Plusieurs généraux ayant commandé la plus importante opération extérieure française quittent la grande muette prématurément sans voir obtenu la promotion qu’ils espéraient, quand d’autres ont su davantage capitaliser sur leur expérience au sein de l’opération sahélienne. Enquête.

Y a-t-il un avenir après Barkhane ? Si commander la plus importante « Opex » française reste un poste prestigieux, l’après- Barkhane semble plus complexe. Alors que les généraux qui prennent la tête de l’opération jouissent d’une visibilité politique et médiatique sans commune mesure, ils n’obtiennent pas pour autant la carrière que l’écusson Barkhane leur laissait espérer.
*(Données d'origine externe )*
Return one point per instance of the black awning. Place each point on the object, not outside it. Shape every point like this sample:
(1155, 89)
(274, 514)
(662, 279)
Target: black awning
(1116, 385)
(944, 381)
Dernier exemple en date, celui du général trois étoiles Frédéric Blachon. Ce commandant de l’opération sahélienne de 2018 à 2019 doit quitter l’armée à la fin de sa mission à la tête de la 1re Division de l’armée de terre. Son prédécesseur, le général Bruno Guibert, doit lui aussi prendre sa retraite de la grande muette après une année sans affectation propre. Il est, depuis 2019, chargé de mission auprès du chef d’état-major de l’armée de terre, Thierry Burkhard.

Doutes chez les généraux
Si le général François-Xavier Le Pelletier de Woillemont, commandant de l’opération française de 2016 à 2017, est toujours officier d’active, il opère depuis l’été 2018 au Secrétariat général de la défense et de la sécurité nationale (SGDSN), une structure considérée comme peu stratégique chez les gradés.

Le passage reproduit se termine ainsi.